Além disso, na França, cerca de 64% das pessoas com 50 anos ou mais encaram o empreendedorismo como alternativa viável, e o programa “45+” já financiou milhares de iniciativas lideradas por seniores.
A silver economy —economia voltada ao envelhecimento— está sendo vista como uma área de potencial econômico crescente, especialmente incentivada pela Comissão Europeia.
Exemplo reais de superação e valorização
Em Portugal foi criada em 2020, a dNovo – uma associação sem fins lucrativos que valoriza e promove a atividade profissional qualificada sénior, nasceu de uma constatação alarmante: em Portugal, havia cerca de 83 mil pessoas com ensino superior, entre 45 e 64 anos, desempregadas em 2021. Mais grave ainda, uma parte significativa desse grupo já havia desistido de procurar trabalho, seja por desânimo diante das respostas negativas, seja por acreditar que a idade era um obstáculo intransponível.
A dNovo atua em várias frentes: promove formações específicas para atualização de competências técnicas, oferece mentoria individualizada para reposicionamento no mercado e mantém parcerias com empresas dispostas a contratar profissionais seniores. A abordagem inclui o mapeamento das habilidades adquiridas ao longo da carreira e a adaptação desses talentos às novas demandas, especialmente nas áreas de tecnologia, gestão e serviços especializados.
Além do apoio direto, a associação também realiza campanhas de sensibilização contra o etarismo, mostrando casos reais de reinserção bem-sucedida.
Caso 1 — O retorno à liderança: Maria João, 57 anos, ex-diretora de marketing de uma multinacional, passou dois anos enviando currículos sem obter sequer entrevistas.

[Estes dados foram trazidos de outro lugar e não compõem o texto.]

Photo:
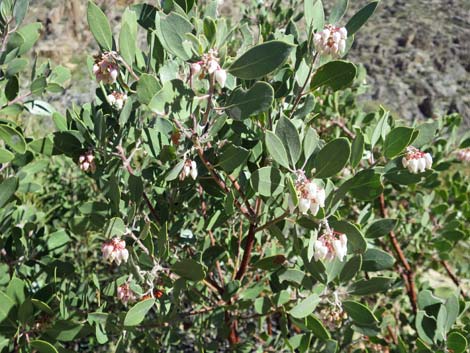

Após ingressar no programa da dNovo, participou de um curso de atualização em marketing digital e transformação digital. Em menos de seis meses, foi contratada por uma empresa de tecnologia para liderar projetos de inovação — um cargo até então ocupado apenas por profissionais mais jovens.
Caso 2 — Do desemprego ao empreendedorismo: António Silva, 61 anos, engenheiro civil com mais de 30 anos de experiência, perdeu o emprego durante a pandemia e passou quase um ano sem oportunidades. Na dNovo, recebeu apoio para requalificação em gestão de projetos sustentáveis e foi incentivado a abrir seu próprio negócio. Hoje, com a empresa especializada em consultoria de construção verde, António já presta serviços para três municípios e emprega outros cinco profissionais.
O modelo da dNovo tem inspirado iniciativas semelhantes em outros países europeus, pois vai além da recolocação imediata: busca restaurar a autoestima e reafirmar que experiência e idade não são limitações, mas diferenciais competitivos.
É urgente admitir que o Brasil está desperdiçando talentos ao subestimar seus profissionais de mais de 50 anos. Apesar de avanços pontuais, como o crescimento nas contratações formais em 2023–24, ainda persistem barreiras culturais e estruturais.
Na Europa, por sua vez, muitos países estão aproveitando essa valiosa força de trabalho através de políticas de valorização, requalificação e apoio financeiro, reconhecendo a experiência como recurso estratégico — e não custo.
O desafio está posto: será que o Brasil seguirá desperdiçando anos preciosos de experiência, ou finalmente passará a investir com ousadia na maturidade?